Learn to Read Your Waters


With this winter, I’m not really certain that by the time you read this article, whether we will be drilling holes or standing on the bank for an extended open-water season. Kind of hoping for either!

This article in particular crossed my mind a few times, but due to some email questions, tackle shop talk and bank side interaction, I thought that before we head into another open-water season, the content would be appropriate and hopefully increase your success on the water.

The big question really goes something like, “I’m going to lake or pond “X”—never been there, where do I start?” Of course, follow-up questions could be, “What are you fishing for? Using artificial or live bait?” And a host of other questions that could be part of the equation of ensuring a successful outing.

But to me, the first key to success on a new location is how to read the water: what’s happening from the surface down to the bottom. Once you become proficient at it, your tackle presentations and species will all fall into place.

If you are fishing well-known bodies of water, lake maps probably exist and will often show you contour lines and often, underwater fish attractants. We used to call them “cribs” when I was growing up. Call them what you like, they can be an aid in finding fish structure. MidWest Outdoors has an awesome marked map section if you’re heading to one of the more popular bodies of water. But what if lake or pond “X” is not mapped? This is when the ability to read your water pays huge dividends.

More than one article is really needed to maximize the ability to read and cover many types of waters, but we will look at some basics and target areas I have found to be successful.

I am certainly not trying to be critical, but it is hard to watch bank anglers fishing in 15 to 20 feet of water with a ‘crawler or minnow suspended a foot or two below a bobber and wondering why they are not getting “bit.” So, really before reading your water, you need to understand some common, basic fish behavior. Again, every species can have their own book written concerning their particular traits. Here, we will just be looking at general multi-species-type behavior.

Fish are just not wandering around a body of water aimlessly for no reason. They travel, suspend, bury in the weeds, hang close to bottom, etc., with a purpose. They could simply be on the move from one seasonal location to another, such as moving shallow for the spawn, maybe to find more suitable oxygen levels or to areas that provide protection in cover. Besides the oxygen, I believe food is one the major reason fish are found in certain areas, keeping their food source in very close proximity.

So let’s get started. Remember, we are not going to get so much into species locations, but rather understanding the water you are casting into.

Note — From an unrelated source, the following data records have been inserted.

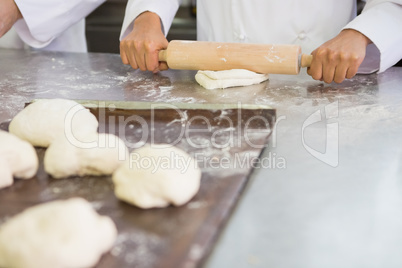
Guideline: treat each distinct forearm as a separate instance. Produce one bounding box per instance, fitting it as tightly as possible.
[345,0,402,72]
[0,0,22,37]
[120,0,181,40]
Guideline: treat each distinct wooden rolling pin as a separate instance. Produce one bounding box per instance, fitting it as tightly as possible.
[159,40,313,74]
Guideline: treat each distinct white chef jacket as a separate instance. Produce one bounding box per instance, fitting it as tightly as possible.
[120,0,402,72]
[0,0,105,52]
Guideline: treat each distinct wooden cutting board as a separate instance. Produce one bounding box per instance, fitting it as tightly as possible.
[0,102,275,267]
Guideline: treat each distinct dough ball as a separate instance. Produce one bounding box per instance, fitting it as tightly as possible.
[9,99,98,147]
[195,69,268,89]
[0,198,117,268]
[44,133,128,178]
[113,144,201,208]
[0,130,38,188]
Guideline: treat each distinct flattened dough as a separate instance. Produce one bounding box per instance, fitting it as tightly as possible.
[44,133,128,179]
[0,130,38,188]
[9,99,98,147]
[195,69,268,89]
[0,198,117,268]
[113,144,201,208]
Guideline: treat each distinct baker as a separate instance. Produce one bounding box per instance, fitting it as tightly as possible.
[120,0,402,83]
[0,0,105,52]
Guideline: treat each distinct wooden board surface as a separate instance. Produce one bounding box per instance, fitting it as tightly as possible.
[0,105,275,267]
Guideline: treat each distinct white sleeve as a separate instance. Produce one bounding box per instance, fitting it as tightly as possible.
[120,0,181,40]
[14,0,105,48]
[344,0,402,72]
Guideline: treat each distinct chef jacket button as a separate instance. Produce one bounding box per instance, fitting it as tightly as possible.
[298,31,306,40]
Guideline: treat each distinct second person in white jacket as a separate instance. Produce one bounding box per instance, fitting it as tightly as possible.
[120,0,402,83]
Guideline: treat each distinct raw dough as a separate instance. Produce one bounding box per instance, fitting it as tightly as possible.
[44,133,128,178]
[195,69,268,89]
[9,99,98,147]
[0,198,117,268]
[0,130,38,188]
[113,144,201,208]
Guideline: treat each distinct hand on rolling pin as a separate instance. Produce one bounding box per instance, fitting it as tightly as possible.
[120,11,168,73]
[0,0,22,37]
[307,29,371,83]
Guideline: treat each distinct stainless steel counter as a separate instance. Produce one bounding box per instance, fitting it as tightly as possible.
[0,50,402,268]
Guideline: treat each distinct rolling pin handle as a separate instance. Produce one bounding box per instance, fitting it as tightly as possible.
[158,49,167,62]
[300,54,313,67]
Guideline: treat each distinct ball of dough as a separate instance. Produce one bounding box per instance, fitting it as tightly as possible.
[0,130,38,188]
[0,198,117,268]
[113,144,201,208]
[44,133,128,178]
[9,99,98,147]
[195,69,269,89]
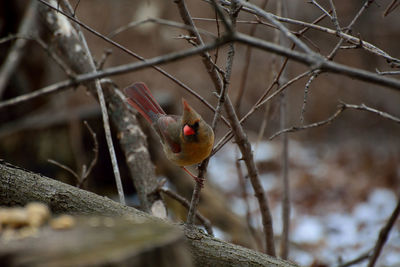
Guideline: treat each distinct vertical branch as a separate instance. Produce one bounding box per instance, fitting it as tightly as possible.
[175,0,276,256]
[300,0,374,124]
[235,0,268,116]
[277,0,293,259]
[0,0,38,99]
[53,1,125,205]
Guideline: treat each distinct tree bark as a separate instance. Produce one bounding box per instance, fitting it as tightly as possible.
[0,160,297,267]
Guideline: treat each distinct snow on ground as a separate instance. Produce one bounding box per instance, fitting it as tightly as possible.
[208,141,400,266]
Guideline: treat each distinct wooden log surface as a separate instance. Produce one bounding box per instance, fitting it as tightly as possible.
[0,160,297,267]
[0,216,192,267]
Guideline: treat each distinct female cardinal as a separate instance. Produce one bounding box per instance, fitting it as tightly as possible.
[124,83,214,183]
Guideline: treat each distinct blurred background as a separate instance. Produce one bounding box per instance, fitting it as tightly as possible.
[0,0,400,266]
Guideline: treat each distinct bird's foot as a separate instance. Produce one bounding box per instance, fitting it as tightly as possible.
[182,167,205,188]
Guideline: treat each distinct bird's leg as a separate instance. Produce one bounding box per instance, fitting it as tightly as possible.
[181,167,204,187]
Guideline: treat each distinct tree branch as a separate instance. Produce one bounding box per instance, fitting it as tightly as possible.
[0,160,297,267]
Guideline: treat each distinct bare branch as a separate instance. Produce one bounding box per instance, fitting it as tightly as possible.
[342,102,400,123]
[78,121,99,187]
[383,0,400,17]
[0,1,38,99]
[60,0,126,205]
[159,187,214,236]
[38,0,229,126]
[269,102,400,140]
[47,159,80,183]
[269,105,346,140]
[368,195,400,267]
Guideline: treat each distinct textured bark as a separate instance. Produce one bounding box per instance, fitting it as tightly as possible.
[38,1,161,211]
[103,82,166,216]
[0,161,297,267]
[0,216,193,267]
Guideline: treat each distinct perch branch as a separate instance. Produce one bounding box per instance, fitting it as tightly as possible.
[0,160,298,267]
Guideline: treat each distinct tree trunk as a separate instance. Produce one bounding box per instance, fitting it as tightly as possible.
[0,161,297,267]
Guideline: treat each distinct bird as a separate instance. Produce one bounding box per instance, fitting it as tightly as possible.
[124,82,214,186]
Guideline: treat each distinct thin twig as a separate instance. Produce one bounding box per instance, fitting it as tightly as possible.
[108,18,216,38]
[341,102,400,123]
[211,71,310,155]
[0,37,230,110]
[376,69,400,75]
[235,0,268,116]
[159,187,214,236]
[78,121,99,188]
[269,102,400,140]
[337,250,372,267]
[276,0,290,260]
[235,157,263,250]
[269,105,346,140]
[329,0,342,32]
[216,0,400,65]
[175,0,227,227]
[383,0,400,17]
[38,0,229,126]
[237,0,315,56]
[308,0,333,20]
[300,0,374,124]
[0,0,38,99]
[64,0,126,205]
[368,195,400,267]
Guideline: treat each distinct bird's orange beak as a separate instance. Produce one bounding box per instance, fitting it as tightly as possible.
[182,98,192,112]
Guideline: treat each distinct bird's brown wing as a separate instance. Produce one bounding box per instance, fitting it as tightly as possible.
[156,115,181,153]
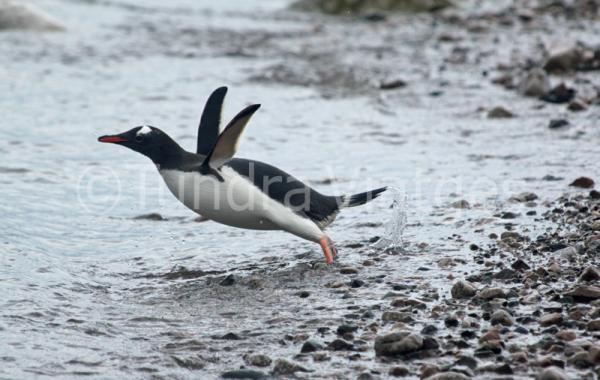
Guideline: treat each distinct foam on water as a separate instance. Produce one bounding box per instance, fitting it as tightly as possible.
[372,187,408,250]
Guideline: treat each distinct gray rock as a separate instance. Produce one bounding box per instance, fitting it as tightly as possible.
[544,46,583,73]
[477,288,506,300]
[246,354,272,367]
[509,191,538,203]
[567,351,592,368]
[381,311,413,322]
[327,339,354,351]
[536,366,569,380]
[577,265,600,282]
[548,119,570,129]
[0,0,64,31]
[587,319,600,331]
[450,280,477,298]
[565,285,600,302]
[221,369,269,380]
[490,309,513,326]
[540,313,564,327]
[567,99,587,112]
[375,331,423,356]
[450,199,471,209]
[517,67,550,98]
[300,339,325,354]
[273,359,310,375]
[488,107,515,119]
[427,371,469,380]
[388,366,410,377]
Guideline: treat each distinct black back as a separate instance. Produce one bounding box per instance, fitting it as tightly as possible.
[225,158,342,227]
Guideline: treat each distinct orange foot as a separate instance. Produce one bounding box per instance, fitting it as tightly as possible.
[319,235,337,264]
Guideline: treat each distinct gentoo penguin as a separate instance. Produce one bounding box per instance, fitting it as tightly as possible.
[98,97,386,264]
[196,87,227,156]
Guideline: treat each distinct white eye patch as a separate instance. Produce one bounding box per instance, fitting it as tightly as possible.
[136,125,152,136]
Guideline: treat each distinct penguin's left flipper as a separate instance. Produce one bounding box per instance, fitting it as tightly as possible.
[196,87,227,156]
[202,104,260,174]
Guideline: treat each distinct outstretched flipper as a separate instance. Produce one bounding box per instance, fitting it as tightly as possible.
[196,87,227,156]
[200,104,260,182]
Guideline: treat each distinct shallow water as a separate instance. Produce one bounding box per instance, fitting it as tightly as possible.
[0,0,600,378]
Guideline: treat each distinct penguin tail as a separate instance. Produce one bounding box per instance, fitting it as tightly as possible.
[340,187,387,208]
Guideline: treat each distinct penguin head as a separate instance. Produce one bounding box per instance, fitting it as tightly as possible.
[98,125,181,164]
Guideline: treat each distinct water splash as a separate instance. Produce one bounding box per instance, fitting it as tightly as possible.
[373,187,408,250]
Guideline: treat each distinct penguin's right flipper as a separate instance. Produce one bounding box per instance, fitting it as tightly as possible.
[196,87,227,156]
[202,104,260,170]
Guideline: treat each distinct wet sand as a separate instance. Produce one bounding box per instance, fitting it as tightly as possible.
[0,0,600,380]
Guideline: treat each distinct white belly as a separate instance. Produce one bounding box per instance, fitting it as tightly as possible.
[160,167,282,230]
[160,166,323,245]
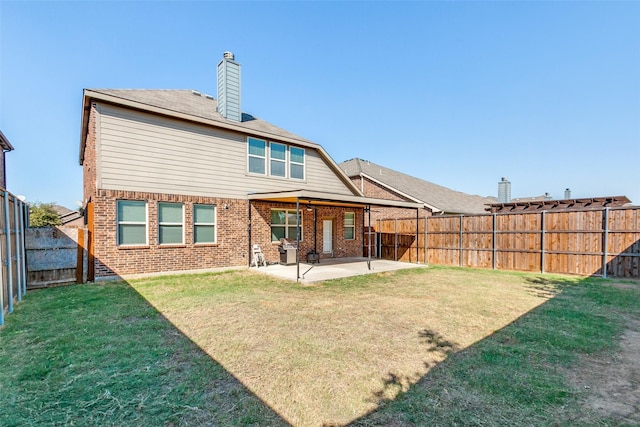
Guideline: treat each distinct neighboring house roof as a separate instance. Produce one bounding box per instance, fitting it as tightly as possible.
[53,205,84,225]
[80,89,362,195]
[0,130,13,151]
[487,196,631,212]
[339,159,497,214]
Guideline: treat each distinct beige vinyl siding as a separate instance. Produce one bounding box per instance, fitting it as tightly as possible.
[97,104,352,198]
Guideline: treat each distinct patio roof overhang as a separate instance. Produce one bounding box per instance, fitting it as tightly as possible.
[247,190,424,209]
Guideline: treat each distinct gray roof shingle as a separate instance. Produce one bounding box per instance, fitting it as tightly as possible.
[88,89,316,145]
[339,159,497,214]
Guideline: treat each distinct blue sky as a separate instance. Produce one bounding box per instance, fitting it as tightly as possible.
[0,0,640,207]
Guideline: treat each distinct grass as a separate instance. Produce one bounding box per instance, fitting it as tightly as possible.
[0,267,640,426]
[0,283,284,426]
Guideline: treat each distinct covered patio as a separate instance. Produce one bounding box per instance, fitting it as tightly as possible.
[251,257,426,284]
[248,190,423,282]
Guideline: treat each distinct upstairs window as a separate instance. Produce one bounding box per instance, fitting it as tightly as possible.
[247,137,305,180]
[289,147,304,179]
[344,212,356,240]
[116,200,148,246]
[193,205,216,243]
[158,203,184,245]
[269,142,287,177]
[248,138,267,175]
[271,209,302,242]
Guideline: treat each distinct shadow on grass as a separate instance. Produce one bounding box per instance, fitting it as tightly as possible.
[348,276,640,426]
[0,282,289,426]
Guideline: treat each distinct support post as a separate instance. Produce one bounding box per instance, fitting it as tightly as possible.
[540,211,547,273]
[458,215,462,267]
[602,208,609,278]
[416,209,420,264]
[365,205,371,270]
[393,218,398,261]
[491,212,498,270]
[424,217,428,265]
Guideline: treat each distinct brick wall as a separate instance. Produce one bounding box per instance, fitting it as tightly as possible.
[351,176,431,224]
[93,190,249,277]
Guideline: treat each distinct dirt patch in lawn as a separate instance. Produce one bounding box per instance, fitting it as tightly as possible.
[566,320,640,425]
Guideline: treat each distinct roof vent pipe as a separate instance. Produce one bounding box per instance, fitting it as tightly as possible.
[218,52,242,122]
[498,177,511,203]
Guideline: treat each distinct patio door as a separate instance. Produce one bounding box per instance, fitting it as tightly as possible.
[322,219,333,254]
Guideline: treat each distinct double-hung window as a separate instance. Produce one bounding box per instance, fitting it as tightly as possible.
[116,200,148,246]
[158,203,184,245]
[271,209,302,242]
[269,142,287,177]
[193,205,216,243]
[344,212,356,240]
[248,138,267,175]
[289,147,304,179]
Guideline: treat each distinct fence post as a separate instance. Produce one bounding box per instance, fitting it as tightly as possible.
[491,212,497,270]
[458,215,462,267]
[602,208,609,278]
[3,190,13,313]
[13,196,22,301]
[20,201,29,295]
[540,211,547,273]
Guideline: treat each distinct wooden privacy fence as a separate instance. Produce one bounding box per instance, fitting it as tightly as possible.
[375,207,640,278]
[0,190,29,325]
[26,227,87,289]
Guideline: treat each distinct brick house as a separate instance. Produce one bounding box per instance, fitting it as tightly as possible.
[80,52,417,279]
[339,158,497,220]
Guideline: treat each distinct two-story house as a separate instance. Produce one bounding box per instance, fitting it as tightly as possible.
[80,52,417,278]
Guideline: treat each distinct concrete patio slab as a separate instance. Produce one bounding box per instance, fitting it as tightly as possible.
[251,258,427,283]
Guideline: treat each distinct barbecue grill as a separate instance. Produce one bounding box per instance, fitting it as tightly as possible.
[278,239,298,265]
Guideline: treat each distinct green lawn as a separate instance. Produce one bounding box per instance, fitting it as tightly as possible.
[0,267,640,426]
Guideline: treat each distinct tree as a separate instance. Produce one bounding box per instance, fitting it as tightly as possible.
[29,202,62,227]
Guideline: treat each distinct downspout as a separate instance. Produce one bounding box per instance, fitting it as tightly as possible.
[247,200,251,267]
[3,190,13,313]
[296,197,300,283]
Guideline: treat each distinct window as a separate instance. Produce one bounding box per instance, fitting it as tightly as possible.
[248,138,267,175]
[289,147,304,179]
[247,137,305,179]
[158,203,184,245]
[269,142,287,177]
[271,209,302,242]
[344,212,356,240]
[116,200,148,246]
[193,205,216,243]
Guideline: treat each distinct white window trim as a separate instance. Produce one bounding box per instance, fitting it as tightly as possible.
[247,137,269,176]
[193,203,218,245]
[269,208,304,243]
[269,141,289,178]
[342,212,356,240]
[116,199,149,248]
[287,146,307,181]
[158,202,185,246]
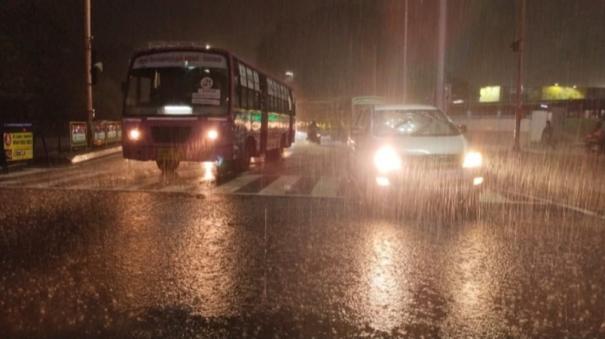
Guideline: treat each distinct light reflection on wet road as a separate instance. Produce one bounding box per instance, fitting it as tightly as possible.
[0,147,605,337]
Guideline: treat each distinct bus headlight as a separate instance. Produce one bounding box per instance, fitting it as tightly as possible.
[128,128,141,141]
[374,146,401,173]
[206,129,218,141]
[462,152,483,168]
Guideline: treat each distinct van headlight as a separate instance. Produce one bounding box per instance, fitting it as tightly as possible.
[374,146,401,173]
[462,152,483,168]
[206,129,218,141]
[128,128,141,141]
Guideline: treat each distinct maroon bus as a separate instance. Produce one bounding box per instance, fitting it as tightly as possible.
[123,45,296,176]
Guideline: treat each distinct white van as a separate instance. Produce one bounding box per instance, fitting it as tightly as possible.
[348,105,484,205]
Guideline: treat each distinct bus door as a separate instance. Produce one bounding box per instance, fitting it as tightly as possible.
[259,74,269,154]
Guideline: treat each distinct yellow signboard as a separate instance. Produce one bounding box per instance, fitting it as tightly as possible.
[479,86,500,102]
[3,132,34,161]
[542,85,586,101]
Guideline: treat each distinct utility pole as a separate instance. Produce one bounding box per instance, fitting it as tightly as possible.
[84,0,94,146]
[513,0,526,152]
[403,0,409,103]
[435,0,447,111]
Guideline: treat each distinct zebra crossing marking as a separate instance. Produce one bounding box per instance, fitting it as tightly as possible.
[258,175,301,195]
[213,174,263,194]
[311,177,340,198]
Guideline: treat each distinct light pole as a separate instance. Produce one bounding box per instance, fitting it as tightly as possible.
[435,0,447,111]
[84,0,94,146]
[402,0,409,103]
[513,0,526,152]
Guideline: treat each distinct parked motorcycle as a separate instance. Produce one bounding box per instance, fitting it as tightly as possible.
[307,121,321,145]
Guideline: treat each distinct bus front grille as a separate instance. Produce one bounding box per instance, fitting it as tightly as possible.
[151,126,191,144]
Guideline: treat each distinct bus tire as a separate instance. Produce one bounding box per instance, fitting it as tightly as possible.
[155,160,180,174]
[236,145,252,172]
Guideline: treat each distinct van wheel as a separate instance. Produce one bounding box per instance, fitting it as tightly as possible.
[267,136,285,161]
[155,160,180,174]
[236,146,252,172]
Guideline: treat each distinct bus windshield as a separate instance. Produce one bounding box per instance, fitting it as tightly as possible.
[373,110,460,137]
[126,66,229,115]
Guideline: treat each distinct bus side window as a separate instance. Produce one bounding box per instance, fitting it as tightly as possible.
[237,64,248,108]
[288,89,294,115]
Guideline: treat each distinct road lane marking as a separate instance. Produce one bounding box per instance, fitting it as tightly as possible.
[479,190,510,204]
[30,171,112,188]
[214,174,262,194]
[311,177,340,198]
[258,175,300,195]
[0,168,51,183]
[506,192,605,220]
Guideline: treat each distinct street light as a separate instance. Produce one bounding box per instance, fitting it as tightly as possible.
[284,71,294,82]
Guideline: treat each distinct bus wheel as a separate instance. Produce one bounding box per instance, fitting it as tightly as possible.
[267,138,284,161]
[237,147,251,172]
[155,160,179,174]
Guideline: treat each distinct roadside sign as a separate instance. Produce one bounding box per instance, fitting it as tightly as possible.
[93,122,107,146]
[69,121,87,148]
[2,131,34,162]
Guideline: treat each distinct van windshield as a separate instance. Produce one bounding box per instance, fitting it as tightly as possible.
[373,110,460,136]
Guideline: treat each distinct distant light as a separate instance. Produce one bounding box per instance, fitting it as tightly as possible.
[202,161,216,182]
[128,128,141,141]
[376,177,391,187]
[164,106,193,114]
[206,129,218,141]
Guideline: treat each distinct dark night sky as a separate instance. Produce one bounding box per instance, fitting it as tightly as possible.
[94,0,605,95]
[0,0,605,121]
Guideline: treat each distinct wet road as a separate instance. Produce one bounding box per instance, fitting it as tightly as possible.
[0,146,605,338]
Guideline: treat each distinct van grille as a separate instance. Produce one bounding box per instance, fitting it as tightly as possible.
[404,154,462,170]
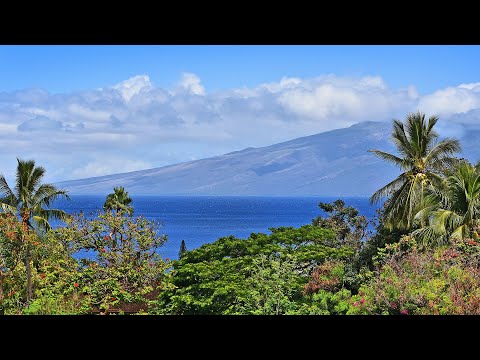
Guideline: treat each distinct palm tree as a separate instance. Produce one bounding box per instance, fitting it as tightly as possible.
[0,158,70,300]
[103,186,133,215]
[369,112,460,230]
[412,161,480,244]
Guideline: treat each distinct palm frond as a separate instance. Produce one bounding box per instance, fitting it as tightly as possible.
[32,184,70,206]
[370,174,407,204]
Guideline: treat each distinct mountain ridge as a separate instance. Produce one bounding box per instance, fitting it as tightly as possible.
[55,121,480,196]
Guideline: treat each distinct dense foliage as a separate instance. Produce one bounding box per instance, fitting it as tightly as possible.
[0,112,480,315]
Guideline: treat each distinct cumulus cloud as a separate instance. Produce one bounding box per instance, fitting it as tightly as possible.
[419,83,480,115]
[0,73,480,181]
[177,73,205,96]
[18,116,63,131]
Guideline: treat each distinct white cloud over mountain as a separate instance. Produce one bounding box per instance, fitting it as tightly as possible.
[0,73,480,181]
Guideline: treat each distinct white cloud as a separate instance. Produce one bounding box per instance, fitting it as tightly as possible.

First, when you arrive at a new lake or pond, before making that first cast, assess the entire section of workable shoreline. Does the bank’s degree of pitch or angle from ground level change around the lake? Steep banks are often a good indication of deep water near shore. A gentle sloping shoreline often extends in the same manner under water, creating more of a shallow flat area. Both spots can be awesome locations, just depends on the season.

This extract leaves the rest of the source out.